On Wednesday this week the S&P 500 stock index closed above 7,000 for the first time ever, and thus gave traders the thrill of two big things on the same day: a nice round number (oh, how we love crossing the round number thresholds), and a record close to boot! So the stock market has clawed back all its losses since the onset of the Middle East war, and then some. Is this the dawn of another one of those magic carpet rides the market takes us on from time to time, or is there potentially cause for a pause?
Neither we nor anyone else can answer that last question with any certainty, of course. But take note of the following: Wednesday was also the day when a company called Allbirds, which makes a line of footwear seemingly popular with the inhabitants of Silicon Valley, for reasons not entirely clear to us, announced out of nowhere that it was pivoting (a timeless expression of Valleyspeak) to become an AI compute infrastructure company. Yep, from shoes to AI compute in one easy press release. Shares in the company rose 580 percent after the announcement (no, that is not a typo). Make of that what you will. When these types of things happen, the image that comes to our mind is that grinning visage of the 1970s, Alfred E. Neuman, on the cover of Mad Magazine with the iconic tag line “what, me worry?” Indeed.
Meanwhile in the Actual World
Do you know what prices have not gone back to their prewar levels? Oil prices, that’s what, and they seem to have settled into a range around $95, plus or minus $5 or so, per barrel of Brent crude oil.

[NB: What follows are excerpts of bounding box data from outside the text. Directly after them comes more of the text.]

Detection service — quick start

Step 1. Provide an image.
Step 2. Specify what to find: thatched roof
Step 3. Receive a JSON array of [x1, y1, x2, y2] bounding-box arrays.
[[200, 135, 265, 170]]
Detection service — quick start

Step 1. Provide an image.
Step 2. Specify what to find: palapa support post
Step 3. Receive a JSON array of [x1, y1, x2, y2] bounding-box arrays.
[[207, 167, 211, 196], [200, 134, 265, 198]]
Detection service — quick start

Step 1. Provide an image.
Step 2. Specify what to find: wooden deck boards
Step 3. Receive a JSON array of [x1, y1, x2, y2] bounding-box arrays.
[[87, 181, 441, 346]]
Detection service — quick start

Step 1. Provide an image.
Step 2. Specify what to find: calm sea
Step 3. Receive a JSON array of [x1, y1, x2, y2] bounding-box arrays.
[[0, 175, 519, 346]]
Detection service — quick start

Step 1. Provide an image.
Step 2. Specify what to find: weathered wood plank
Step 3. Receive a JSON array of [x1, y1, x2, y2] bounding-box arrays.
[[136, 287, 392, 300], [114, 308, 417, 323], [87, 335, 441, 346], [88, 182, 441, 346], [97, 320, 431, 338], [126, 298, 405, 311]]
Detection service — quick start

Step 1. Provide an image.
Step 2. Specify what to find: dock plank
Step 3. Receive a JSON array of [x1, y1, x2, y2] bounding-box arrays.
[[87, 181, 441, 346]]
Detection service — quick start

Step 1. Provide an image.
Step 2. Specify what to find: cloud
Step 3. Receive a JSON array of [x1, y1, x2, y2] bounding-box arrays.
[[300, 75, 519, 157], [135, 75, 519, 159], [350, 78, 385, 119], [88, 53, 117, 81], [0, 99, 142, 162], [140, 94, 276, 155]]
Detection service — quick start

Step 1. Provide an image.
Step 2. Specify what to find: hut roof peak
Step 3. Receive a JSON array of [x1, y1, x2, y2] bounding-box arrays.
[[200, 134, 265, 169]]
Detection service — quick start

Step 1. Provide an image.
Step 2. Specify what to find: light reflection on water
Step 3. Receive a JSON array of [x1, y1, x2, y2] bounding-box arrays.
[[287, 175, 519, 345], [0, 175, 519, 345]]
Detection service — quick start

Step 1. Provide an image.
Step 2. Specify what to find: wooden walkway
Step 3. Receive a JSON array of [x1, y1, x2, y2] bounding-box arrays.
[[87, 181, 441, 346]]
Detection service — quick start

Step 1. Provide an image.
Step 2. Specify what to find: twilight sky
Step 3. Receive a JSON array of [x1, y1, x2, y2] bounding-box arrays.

The question of when oil prices will come off their elevated levels probably will have a lot to do with whether the stock market continues on its merry way upwards or starts to cool off. Earlier this week the IMF came out with a fairly downbeat assessment of the war’s potential impact on global economic growth, painting several scenarios of increasing harm depending on how long energy prices remain stuck at current levels (or higher). In the best case, which assumes that the current various ceasefires hold and activity in the Strait of Hormuz returns to something resembling normality by early summer, global growth will fall to 3.1 percent from 3.4 percent last year – a gradually slowing trend. If energy disruptions last through the end of the year, though, the situation gets a lot more dire and the possibility of a global recession goes up, according to the agency’s analysis presented as its annual spring meetings in Washington got underway.
The stock market seems to have digested the best case scenario with no qualms. But looking ahead to those crucial summer months, oil traders are proceeding with more caution. According to current Brent crude futures prices posted by CME Group (the Chicago Mercantile Exchange), August 2026 futures are fetching around $88 per barrel, and that only drops to $82 per barrel for the December 2026 contract. Those prewar prices, fluctuating between $60 and $70 per barrel during the first two months of this year, seem a long way from being seen again.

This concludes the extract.